モンティ・ホール問題

 ちょっと前にtwitterで「モンティ・ホール問題」が半日ほどトレンドになっていた。トロッコ問題と並んで、度々忘れた頃に話題になる話である。



 これは、アメリカでモンティ・ホールという人が司会をしているゲームショーにちなんだ問題らしい。私はオリジナルの番組を観たことがないが、元となっているゲームとはルールが異なるのだとか。


 問題はこう。


 3つの扉があって、そのうち1つが当たり(車が当たる)。2つはハズレ(ヤギがいる。ベェー)。

 まず、プレイヤーは最初に扉をひとつ選ぶ。

 その後、司会のモンティ・ホールは、選ばなかった扉からハズレの扉をひとつ開ける。ベェー。

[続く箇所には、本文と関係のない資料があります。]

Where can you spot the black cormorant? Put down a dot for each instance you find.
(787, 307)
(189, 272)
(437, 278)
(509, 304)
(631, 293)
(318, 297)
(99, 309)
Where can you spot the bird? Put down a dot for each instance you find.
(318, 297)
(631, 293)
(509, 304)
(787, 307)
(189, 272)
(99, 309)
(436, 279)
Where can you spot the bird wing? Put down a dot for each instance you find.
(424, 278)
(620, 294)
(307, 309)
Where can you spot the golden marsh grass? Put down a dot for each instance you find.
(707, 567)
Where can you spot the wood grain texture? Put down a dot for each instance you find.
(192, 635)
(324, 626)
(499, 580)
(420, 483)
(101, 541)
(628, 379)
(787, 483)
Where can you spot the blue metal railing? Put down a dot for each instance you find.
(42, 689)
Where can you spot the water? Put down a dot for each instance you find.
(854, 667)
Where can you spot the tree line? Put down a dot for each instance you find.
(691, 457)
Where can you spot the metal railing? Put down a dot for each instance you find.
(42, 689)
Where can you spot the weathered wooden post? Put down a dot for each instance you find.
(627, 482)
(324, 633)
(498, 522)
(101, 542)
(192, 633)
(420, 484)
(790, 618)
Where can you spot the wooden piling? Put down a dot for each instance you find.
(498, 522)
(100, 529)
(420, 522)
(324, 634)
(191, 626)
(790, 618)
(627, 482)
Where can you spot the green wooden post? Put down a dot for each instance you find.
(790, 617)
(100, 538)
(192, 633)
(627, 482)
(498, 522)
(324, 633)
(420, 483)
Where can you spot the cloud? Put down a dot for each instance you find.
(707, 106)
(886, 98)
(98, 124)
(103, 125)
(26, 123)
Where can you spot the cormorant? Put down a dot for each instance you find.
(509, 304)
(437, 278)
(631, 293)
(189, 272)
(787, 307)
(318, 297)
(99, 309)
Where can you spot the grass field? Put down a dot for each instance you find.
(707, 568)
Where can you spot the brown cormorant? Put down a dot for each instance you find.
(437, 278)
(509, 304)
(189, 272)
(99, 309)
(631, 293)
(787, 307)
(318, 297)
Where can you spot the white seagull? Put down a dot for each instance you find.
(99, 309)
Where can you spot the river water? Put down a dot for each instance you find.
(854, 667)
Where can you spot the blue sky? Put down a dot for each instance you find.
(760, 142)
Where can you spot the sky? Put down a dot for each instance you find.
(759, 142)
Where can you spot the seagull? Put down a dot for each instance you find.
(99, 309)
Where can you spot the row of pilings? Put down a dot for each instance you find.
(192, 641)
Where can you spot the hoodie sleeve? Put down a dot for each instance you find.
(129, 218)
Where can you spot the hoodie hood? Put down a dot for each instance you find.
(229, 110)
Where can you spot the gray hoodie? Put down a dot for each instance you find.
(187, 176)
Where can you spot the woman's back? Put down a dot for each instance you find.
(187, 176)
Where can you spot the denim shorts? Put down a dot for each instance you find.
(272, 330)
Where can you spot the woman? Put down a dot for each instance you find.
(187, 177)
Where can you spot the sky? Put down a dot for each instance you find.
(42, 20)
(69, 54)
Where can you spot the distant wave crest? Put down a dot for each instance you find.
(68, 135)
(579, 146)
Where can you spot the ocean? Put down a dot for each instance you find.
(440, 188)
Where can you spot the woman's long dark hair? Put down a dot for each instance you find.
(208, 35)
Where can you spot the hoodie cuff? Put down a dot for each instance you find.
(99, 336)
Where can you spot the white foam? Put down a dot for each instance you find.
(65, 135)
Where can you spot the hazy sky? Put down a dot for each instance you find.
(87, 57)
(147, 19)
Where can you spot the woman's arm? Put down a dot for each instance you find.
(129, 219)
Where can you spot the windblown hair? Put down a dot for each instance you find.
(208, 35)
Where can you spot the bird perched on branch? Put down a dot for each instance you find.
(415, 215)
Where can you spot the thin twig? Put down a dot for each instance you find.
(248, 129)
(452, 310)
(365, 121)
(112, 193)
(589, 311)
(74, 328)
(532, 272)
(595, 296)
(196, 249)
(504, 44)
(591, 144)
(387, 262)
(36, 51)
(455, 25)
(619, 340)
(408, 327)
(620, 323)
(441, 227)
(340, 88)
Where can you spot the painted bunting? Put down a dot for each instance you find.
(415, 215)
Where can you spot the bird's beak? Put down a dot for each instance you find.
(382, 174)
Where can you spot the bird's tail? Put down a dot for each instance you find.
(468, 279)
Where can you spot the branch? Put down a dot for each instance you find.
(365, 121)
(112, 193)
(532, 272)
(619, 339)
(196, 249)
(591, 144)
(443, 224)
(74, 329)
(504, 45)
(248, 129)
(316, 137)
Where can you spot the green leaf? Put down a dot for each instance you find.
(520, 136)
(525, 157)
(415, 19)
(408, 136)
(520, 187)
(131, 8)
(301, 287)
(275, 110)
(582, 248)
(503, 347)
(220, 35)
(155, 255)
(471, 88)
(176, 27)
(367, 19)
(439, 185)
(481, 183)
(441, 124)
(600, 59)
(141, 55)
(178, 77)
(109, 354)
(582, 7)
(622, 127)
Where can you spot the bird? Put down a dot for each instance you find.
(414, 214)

 そして、プレイヤーに尋ねる。「今なら選ぶ扉を変えてもいいですよ。変えますか?」と。


 このとき、プレイヤーが扉を変えるのと変えないのでは、どちらが当たりの扉を選ぶ確率が高いか? それともどちらも同じ確率なのか? という問題。



 これは、選ぶ扉を変えたほうが、変えないよりも当たる確率は2倍になる。最初に選んだ扉の当たり確率は1/3だが、残った扉の当たり確率は2/3なのである。

 ただし、それが成立するのは、司会者が当たりの扉がどれかを知っていること(ハズレの扉をハズレだと知っていて開けた)と、プレイヤーが扉をひとつ選んだ後、必ず残った扉からハズレを開けた上で「変えてもいいよ」と提案する、という条件のときのみ。


 たとえば、司会者が当たりの扉を知っていて、かつ、プレイヤーが最初に当たりの扉を選んだ時に限り「変えてもいい」という場合は、変えた時に当たる確率は0%になり、変えない場合に当たる確率は100%になる。


 逆に、プレイヤーがハズレを選んだ時に限り「変えてもいい」という場合は、変えると100%当たりで、変えないと0%。


 司会者が当たりの扉を知らなくて、ランダムで開けた扉がたまたまハズレだっただけの場合、プレイヤーが選んだ扉と残った扉の当たりの確率は同じになる。

 司会者がランダムで開けた扉がたまたま当たりで、かつ、司会者が開けた扉にも変更可能なのだとしたら、その当たりの扉に変更すれば当たり確率は100%になる。そりゃそうだよね。もう当たりってわかっているんだから。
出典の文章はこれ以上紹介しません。